Minnesota regulators approve Xcel’s scaled-back EV-charging plan

By Jeffrey Tomich | 03/29/2024 06:37 AM EDT

The utility ditched a contentious proposal to build, own and operate electric vehicle chargers.

A Nissan Leaf charges.

A Nissan Leaf is pictured in St. Paul, Minnesota. Michael Hicks/Flickr

The Minnesota Public Utility Commission approved a slimmed-down plan from the state’s largest utility Thursday to boost electric vehicle adoption.

Xcel Energy’s $44.5 million plan includes various initiatives aimed at eliminating barriers to expanded EV charging, as part of an effort to slash tailpipe emissions. The PUC unanimously voted to approve it, with slight modifications.

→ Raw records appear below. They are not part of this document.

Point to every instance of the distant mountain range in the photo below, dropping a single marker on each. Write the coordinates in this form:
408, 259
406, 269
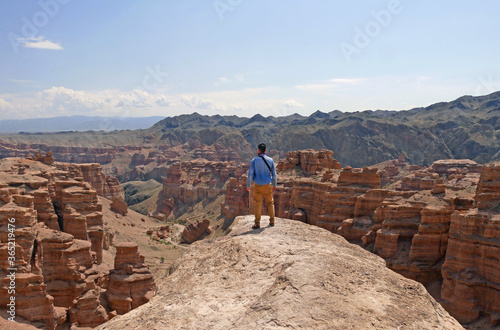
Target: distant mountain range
468, 127
76, 123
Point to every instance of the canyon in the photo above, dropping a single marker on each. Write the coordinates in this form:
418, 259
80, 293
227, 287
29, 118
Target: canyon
465, 128
437, 225
52, 225
292, 275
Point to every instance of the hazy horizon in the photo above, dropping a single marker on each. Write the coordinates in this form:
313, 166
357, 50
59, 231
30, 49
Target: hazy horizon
131, 59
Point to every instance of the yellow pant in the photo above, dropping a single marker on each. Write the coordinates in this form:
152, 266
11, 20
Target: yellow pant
260, 192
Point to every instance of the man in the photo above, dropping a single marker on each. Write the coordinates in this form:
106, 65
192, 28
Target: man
263, 172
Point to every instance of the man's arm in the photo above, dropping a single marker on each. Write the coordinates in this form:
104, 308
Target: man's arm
251, 172
273, 173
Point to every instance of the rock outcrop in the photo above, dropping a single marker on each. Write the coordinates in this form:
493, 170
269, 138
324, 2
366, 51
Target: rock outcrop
53, 219
190, 182
292, 275
131, 284
471, 281
194, 231
118, 205
310, 161
406, 220
106, 186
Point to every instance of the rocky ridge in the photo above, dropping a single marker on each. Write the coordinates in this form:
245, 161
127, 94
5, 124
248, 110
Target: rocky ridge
292, 275
466, 128
422, 221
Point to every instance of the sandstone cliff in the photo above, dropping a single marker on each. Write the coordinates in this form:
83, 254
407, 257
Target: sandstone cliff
59, 240
415, 220
292, 275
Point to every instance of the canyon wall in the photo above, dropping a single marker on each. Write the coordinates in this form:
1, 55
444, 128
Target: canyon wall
429, 224
51, 217
189, 182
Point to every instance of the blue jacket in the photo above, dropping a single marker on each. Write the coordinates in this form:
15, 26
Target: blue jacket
259, 172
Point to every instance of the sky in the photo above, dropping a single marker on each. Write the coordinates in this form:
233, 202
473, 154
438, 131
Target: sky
242, 57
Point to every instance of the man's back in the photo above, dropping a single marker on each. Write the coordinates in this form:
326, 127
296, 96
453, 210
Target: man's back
260, 172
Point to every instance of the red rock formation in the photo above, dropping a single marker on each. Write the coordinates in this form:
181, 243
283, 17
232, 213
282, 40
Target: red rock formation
196, 230
236, 201
131, 284
118, 205
105, 186
471, 281
193, 181
47, 159
86, 310
488, 189
58, 243
451, 166
363, 177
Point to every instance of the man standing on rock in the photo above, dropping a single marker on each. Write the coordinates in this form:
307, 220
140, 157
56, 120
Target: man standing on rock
263, 172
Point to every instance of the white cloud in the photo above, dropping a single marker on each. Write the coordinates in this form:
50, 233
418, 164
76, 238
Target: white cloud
5, 105
39, 43
331, 84
193, 101
292, 104
163, 101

The cost of the approved proposal is a fraction of the utility’s previous $330 million plan, which included building, owning and operating 730 high-speed public charging sites. That drew opposition from the state’s attorney general, gasoline station owners and some of the nation’s largest charging providers, which argued the Xcel plan was “an inappropriate foray into the competitive market.”


Xcel ultimately withdrew the ambitious proposal after the PUC denied the company the full $677 million rate increase it had sought. The withdrawal last summer drew a rebuke from the commission and its Chair Katie Sieben.